Thanks to Jan Kara for his work on quota-tools. Most of the files in this patch
are taken as-is from quota tools and were simply modified to work with
libext2fs in e2fsprogs.
Signed-off-by: Aditya Kali <adityakali@google.com> Signed-off-by: Theodore Ts'o <tytso@mit.edu>
Theodore Ts'o [Wed, 31 Aug 2011 18:27:21 +0000 (14:27 -0400)]
libext2fs: fix binary search for the icount and badblocks stores
Remove the interpolation because there is a bug in icount which can
cause a core dump if calculated range gets turned into a NaN and then
do an out-of-bounds array access.

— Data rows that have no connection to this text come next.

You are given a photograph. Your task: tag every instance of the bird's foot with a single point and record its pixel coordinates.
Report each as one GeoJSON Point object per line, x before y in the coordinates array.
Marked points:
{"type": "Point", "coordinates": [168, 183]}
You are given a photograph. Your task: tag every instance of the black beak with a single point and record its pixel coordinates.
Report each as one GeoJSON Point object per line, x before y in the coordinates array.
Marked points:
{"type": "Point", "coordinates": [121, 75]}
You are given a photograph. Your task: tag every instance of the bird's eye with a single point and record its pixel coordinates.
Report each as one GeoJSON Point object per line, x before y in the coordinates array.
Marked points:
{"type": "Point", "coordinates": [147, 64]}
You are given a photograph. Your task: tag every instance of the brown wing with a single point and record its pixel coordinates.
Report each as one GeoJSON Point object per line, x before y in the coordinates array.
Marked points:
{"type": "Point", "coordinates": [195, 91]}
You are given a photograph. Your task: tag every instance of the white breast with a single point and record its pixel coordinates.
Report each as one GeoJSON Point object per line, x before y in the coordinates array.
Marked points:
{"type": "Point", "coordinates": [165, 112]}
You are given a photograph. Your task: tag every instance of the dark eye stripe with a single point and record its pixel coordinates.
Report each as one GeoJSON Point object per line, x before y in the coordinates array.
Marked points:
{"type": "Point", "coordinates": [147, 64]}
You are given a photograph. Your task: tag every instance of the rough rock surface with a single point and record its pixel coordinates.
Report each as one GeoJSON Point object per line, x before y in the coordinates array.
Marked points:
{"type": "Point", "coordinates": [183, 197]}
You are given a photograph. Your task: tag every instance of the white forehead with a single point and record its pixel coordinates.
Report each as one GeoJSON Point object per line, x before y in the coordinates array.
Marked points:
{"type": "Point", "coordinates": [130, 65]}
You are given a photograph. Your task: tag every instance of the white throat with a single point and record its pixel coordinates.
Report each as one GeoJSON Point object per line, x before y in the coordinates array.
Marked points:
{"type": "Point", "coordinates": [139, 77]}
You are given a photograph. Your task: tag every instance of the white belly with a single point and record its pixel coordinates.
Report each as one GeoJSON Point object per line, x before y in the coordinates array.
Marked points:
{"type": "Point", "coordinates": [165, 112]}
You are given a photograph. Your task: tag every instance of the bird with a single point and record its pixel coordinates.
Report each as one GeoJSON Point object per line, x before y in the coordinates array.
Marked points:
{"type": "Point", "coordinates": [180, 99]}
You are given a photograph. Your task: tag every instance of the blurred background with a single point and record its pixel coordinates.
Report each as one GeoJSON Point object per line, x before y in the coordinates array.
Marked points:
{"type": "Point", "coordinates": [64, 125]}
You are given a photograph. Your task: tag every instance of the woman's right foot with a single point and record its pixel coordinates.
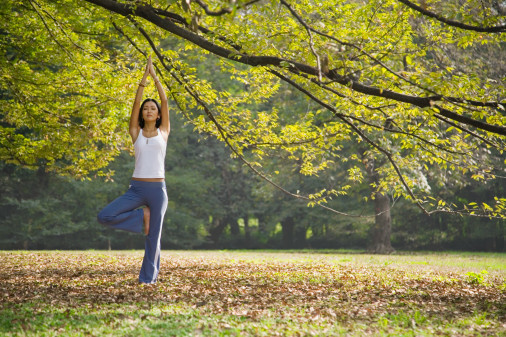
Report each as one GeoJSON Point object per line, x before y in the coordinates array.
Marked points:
{"type": "Point", "coordinates": [146, 220]}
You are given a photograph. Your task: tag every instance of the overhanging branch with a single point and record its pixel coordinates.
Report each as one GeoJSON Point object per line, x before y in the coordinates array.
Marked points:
{"type": "Point", "coordinates": [149, 13]}
{"type": "Point", "coordinates": [496, 29]}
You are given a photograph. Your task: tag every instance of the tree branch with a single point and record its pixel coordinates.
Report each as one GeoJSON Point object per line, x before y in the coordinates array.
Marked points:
{"type": "Point", "coordinates": [149, 13]}
{"type": "Point", "coordinates": [496, 29]}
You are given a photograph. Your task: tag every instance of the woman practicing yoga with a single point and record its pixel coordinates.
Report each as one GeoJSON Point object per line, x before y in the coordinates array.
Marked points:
{"type": "Point", "coordinates": [149, 129]}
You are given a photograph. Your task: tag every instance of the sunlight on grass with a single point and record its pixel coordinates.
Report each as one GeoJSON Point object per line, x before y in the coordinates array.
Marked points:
{"type": "Point", "coordinates": [252, 293]}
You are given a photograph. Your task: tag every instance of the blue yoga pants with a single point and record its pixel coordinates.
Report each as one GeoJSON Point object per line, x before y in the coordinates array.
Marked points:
{"type": "Point", "coordinates": [124, 213]}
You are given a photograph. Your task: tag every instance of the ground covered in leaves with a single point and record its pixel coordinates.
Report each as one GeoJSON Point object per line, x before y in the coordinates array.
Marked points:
{"type": "Point", "coordinates": [224, 293]}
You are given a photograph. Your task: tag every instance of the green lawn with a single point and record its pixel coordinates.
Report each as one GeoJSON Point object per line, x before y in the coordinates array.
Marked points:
{"type": "Point", "coordinates": [249, 293]}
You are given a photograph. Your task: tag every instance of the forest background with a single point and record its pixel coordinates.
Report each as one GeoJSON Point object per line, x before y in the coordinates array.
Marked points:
{"type": "Point", "coordinates": [68, 79]}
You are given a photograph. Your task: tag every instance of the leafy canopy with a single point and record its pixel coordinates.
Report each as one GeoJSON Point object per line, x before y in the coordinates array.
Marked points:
{"type": "Point", "coordinates": [415, 89]}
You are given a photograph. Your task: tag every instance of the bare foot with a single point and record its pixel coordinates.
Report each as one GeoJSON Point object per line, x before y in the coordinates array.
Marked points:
{"type": "Point", "coordinates": [146, 220]}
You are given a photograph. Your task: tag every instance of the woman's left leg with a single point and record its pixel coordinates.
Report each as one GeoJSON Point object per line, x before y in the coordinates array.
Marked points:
{"type": "Point", "coordinates": [156, 197]}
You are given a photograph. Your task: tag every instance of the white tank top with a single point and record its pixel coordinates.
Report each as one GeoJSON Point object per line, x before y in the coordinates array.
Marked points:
{"type": "Point", "coordinates": [150, 156]}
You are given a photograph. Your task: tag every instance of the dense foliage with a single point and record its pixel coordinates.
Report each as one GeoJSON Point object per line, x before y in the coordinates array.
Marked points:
{"type": "Point", "coordinates": [350, 106]}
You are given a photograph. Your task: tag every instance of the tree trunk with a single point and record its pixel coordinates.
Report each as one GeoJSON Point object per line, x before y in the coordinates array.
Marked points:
{"type": "Point", "coordinates": [234, 226]}
{"type": "Point", "coordinates": [216, 229]}
{"type": "Point", "coordinates": [288, 225]}
{"type": "Point", "coordinates": [380, 231]}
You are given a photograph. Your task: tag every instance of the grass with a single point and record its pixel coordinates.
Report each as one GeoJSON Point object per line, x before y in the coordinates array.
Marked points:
{"type": "Point", "coordinates": [253, 293]}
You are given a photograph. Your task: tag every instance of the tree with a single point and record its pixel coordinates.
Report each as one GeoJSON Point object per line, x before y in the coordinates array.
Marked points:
{"type": "Point", "coordinates": [382, 74]}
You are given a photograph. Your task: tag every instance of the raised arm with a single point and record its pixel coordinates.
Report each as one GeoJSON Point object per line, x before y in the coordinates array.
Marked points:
{"type": "Point", "coordinates": [134, 127]}
{"type": "Point", "coordinates": [165, 124]}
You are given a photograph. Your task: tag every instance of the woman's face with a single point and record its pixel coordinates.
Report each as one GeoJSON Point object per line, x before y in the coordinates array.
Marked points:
{"type": "Point", "coordinates": [150, 112]}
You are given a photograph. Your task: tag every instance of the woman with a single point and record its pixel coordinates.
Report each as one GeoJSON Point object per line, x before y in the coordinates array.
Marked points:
{"type": "Point", "coordinates": [149, 129]}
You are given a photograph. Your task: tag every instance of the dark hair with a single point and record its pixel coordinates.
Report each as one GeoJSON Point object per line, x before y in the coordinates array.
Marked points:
{"type": "Point", "coordinates": [158, 120]}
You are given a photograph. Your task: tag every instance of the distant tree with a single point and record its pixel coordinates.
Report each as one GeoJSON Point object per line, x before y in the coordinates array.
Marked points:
{"type": "Point", "coordinates": [393, 77]}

We could fix this with some more
tests, but the complexity is such that nuking all of the interpolation
code will be faster than fixing the interpolation.

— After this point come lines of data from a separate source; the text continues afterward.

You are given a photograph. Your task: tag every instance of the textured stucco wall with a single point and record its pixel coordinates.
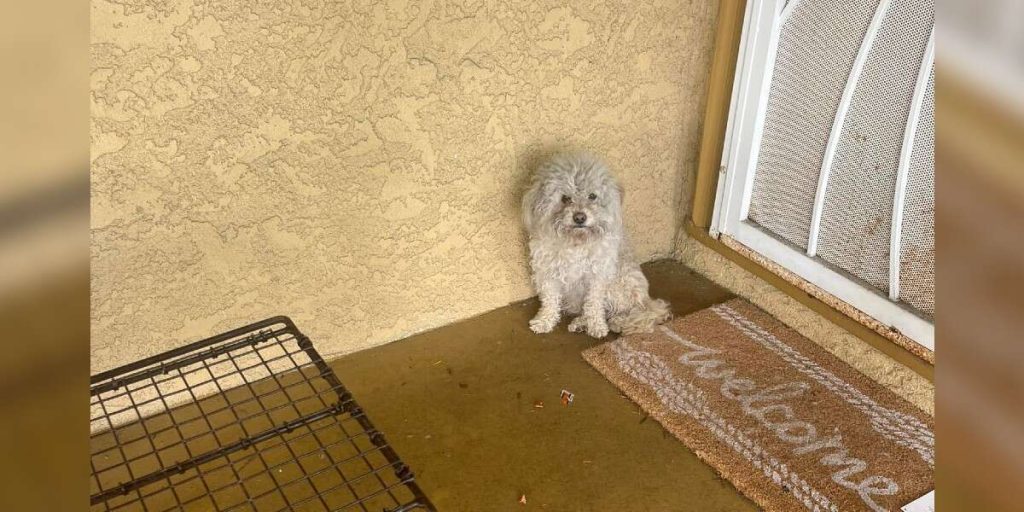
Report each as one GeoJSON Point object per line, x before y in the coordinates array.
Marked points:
{"type": "Point", "coordinates": [357, 165]}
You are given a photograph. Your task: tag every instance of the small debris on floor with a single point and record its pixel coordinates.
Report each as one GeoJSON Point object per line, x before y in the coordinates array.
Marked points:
{"type": "Point", "coordinates": [566, 396]}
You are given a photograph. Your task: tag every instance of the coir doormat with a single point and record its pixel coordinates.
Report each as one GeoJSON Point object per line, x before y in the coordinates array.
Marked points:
{"type": "Point", "coordinates": [788, 424]}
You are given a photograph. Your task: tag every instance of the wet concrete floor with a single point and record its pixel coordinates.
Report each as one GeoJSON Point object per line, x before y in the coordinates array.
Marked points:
{"type": "Point", "coordinates": [458, 404]}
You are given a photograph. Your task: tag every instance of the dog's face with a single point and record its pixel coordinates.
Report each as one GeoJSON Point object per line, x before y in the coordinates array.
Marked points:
{"type": "Point", "coordinates": [573, 197]}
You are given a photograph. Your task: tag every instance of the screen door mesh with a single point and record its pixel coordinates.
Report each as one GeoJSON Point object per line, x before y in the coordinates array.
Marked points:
{"type": "Point", "coordinates": [857, 215]}
{"type": "Point", "coordinates": [918, 255]}
{"type": "Point", "coordinates": [817, 46]}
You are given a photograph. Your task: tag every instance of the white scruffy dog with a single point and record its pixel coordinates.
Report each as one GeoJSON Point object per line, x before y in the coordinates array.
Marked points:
{"type": "Point", "coordinates": [579, 253]}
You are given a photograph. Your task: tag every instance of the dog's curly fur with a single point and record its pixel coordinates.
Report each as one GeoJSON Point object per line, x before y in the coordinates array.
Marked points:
{"type": "Point", "coordinates": [579, 253]}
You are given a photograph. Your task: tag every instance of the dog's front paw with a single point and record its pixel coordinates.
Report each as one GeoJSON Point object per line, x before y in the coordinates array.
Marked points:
{"type": "Point", "coordinates": [543, 323]}
{"type": "Point", "coordinates": [597, 328]}
{"type": "Point", "coordinates": [578, 325]}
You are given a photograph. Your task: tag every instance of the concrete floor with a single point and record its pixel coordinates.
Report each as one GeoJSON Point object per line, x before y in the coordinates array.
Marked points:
{"type": "Point", "coordinates": [458, 404]}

Eric Sandeen [Wed, 10 Aug 2011 19:07:41 +0000 (14:07 -0500)]
libext2fs: copy cluster_bits in ext2fs_copy_generic_bmap
The f_lotsbad regression test was failing on some systems
with:
Restarting e2fsck from the beginning...
Pass 1: Checking inodes, blocks, and sizes
+Illegal block number passed to ext2fs_test_block_bitmap #0 for in-use block map
Pass 2: Checking directory structure
Entry 'termcap' in / (2) has deleted/unused inode 12. Clear? yes
Running with valgrind (./test_script --valgrind f_lotsbad) we
see:
+==31409== Conditional jump or move depends on uninitialised value(s)
+==31409== at 0x42927A: ext2fs_test_generic_bmap (gen_bitmap64.c:378)
among others.
Looking at gen_bitmap64.c:
376: arg >>= bitmap->cluster_bits;
377:
378: if ((arg < bitmap->start) || (arg > bitmap->end)) {
A little more debugging showed that it was actually
bitmap->cluster_bits which was uninitialized, because it never
gets copied over in ext2fs_copy_generic_bmap()

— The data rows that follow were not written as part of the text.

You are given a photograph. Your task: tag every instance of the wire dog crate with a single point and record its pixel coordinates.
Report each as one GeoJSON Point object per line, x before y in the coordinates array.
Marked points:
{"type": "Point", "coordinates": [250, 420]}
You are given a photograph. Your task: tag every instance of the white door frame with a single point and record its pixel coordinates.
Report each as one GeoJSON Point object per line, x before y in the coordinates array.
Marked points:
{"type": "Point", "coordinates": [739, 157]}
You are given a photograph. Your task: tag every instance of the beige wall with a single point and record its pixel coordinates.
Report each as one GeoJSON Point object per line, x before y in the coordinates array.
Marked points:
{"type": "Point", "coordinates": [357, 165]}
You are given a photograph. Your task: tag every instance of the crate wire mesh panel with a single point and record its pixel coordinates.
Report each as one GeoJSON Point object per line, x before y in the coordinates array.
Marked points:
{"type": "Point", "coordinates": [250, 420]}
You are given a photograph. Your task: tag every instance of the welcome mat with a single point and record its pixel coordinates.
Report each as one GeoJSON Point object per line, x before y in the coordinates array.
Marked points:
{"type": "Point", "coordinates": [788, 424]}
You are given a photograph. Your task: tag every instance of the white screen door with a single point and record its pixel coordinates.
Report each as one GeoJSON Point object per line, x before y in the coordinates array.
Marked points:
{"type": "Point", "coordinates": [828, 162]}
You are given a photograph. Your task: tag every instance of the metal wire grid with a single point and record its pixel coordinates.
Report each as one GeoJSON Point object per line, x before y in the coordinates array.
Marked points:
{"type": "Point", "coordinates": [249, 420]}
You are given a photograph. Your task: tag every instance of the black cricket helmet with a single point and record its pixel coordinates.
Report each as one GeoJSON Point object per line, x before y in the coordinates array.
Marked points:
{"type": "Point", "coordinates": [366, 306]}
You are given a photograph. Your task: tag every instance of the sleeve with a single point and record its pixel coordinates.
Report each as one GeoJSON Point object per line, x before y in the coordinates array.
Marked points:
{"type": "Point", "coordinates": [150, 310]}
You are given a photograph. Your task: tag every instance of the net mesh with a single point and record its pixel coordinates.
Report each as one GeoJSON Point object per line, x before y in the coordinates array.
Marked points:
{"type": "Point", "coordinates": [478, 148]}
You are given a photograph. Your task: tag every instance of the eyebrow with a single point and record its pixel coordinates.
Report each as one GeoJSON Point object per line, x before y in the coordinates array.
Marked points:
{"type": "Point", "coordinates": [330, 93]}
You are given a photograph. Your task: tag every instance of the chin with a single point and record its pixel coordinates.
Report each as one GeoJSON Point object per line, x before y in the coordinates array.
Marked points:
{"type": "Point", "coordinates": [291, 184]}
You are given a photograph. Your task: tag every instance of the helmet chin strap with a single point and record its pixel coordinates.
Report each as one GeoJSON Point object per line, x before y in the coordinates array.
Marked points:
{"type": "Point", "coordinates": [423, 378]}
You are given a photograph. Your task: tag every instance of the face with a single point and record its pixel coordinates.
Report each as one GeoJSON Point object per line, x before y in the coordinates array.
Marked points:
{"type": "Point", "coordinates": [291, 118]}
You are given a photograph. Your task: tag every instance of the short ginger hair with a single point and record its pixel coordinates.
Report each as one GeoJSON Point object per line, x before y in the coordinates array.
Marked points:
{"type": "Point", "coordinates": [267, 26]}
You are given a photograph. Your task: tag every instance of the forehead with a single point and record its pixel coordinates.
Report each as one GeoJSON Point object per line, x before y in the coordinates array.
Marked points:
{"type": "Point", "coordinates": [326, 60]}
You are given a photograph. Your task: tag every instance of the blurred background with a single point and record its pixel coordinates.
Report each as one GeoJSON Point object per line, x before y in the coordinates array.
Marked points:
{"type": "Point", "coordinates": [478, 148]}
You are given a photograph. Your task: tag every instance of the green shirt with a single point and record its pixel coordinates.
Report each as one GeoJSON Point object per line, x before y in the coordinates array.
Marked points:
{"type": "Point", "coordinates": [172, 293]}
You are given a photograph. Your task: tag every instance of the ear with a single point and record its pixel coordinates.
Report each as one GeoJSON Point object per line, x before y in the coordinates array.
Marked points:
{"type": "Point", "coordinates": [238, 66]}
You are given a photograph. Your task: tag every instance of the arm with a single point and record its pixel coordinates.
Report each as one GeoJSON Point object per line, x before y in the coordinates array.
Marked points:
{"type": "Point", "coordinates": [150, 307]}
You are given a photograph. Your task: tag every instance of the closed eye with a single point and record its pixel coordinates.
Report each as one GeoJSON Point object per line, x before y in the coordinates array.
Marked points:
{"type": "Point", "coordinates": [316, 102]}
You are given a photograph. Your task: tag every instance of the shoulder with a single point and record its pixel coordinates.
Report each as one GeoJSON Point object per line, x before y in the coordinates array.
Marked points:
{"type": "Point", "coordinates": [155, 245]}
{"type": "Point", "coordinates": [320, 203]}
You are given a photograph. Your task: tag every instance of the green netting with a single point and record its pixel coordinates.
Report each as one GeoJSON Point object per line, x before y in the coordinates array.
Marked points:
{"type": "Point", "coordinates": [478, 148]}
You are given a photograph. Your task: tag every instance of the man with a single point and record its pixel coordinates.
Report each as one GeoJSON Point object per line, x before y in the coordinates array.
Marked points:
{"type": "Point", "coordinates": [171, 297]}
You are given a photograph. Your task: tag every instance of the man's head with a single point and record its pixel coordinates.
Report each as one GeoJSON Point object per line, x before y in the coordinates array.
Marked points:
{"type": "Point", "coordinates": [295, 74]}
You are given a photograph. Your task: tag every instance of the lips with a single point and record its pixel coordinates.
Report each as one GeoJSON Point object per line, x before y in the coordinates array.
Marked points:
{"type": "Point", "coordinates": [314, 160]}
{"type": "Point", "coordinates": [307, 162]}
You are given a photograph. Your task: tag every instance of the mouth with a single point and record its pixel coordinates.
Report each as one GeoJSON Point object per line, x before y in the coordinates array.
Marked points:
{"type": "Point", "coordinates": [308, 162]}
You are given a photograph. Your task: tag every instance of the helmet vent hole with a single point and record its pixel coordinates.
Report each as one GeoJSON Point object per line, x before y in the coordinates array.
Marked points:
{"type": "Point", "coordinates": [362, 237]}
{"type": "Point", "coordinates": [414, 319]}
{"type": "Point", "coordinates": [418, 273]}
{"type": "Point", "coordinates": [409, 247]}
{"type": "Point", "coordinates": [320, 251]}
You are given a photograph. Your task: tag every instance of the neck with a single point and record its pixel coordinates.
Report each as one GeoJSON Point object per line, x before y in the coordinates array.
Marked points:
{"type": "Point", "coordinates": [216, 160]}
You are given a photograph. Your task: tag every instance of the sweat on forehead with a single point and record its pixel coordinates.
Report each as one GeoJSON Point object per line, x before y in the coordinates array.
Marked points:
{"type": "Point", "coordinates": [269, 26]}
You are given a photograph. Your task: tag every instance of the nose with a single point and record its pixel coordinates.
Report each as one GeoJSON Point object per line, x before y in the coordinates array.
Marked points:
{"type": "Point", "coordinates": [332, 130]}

Patch below resolves the issue.
Reported-by: Andreas Dilger <adilger@whamcloud.com> Signed-off-by: Eric Sandeen <sandeen@redhat.com> Signed-off-by: Theodore Ts'o <tytso@mit.edu>
Andreas Dilger [Mon, 18 Jul 2011 03:13:47 +0000 (23:13 -0400)]
mke2fs: document stripe_width, not stripe-width
For consistency with other multi-word options, document the extended
option stripe_width instead of stripe-width. This also avoids the
complexity of parsing options that have an embedded '-'.
Signed-off-by: Andreas Dilger <adilger@whamcloud.com> Signed-off-by: Theodore Ts'o <tytso@mit.edu>
e2fsck: teach e2fsck how to deal with bigalloc in non-extent-mapped inodes
Currently the bigalloc implementation in the kernel requires extents,
but this restriction might get relaxed in the future. Also, old
versions of mke2fs that supported bigalloc during early testing
created the root and lost+found directories without using
extent-mapped inodes. This makes it possible for e2fsck to better
support these old legacy file systems if it comes across them.
libext2fs: fix block iterator when the callback function modifies an extent
If the callback interator modifies a block in the middle of an extent
during a call to the block iterator, causing the extent to be split,
ext2_block_iterate3() will end up calling the callback function twice
for some number of blocks. Fix this.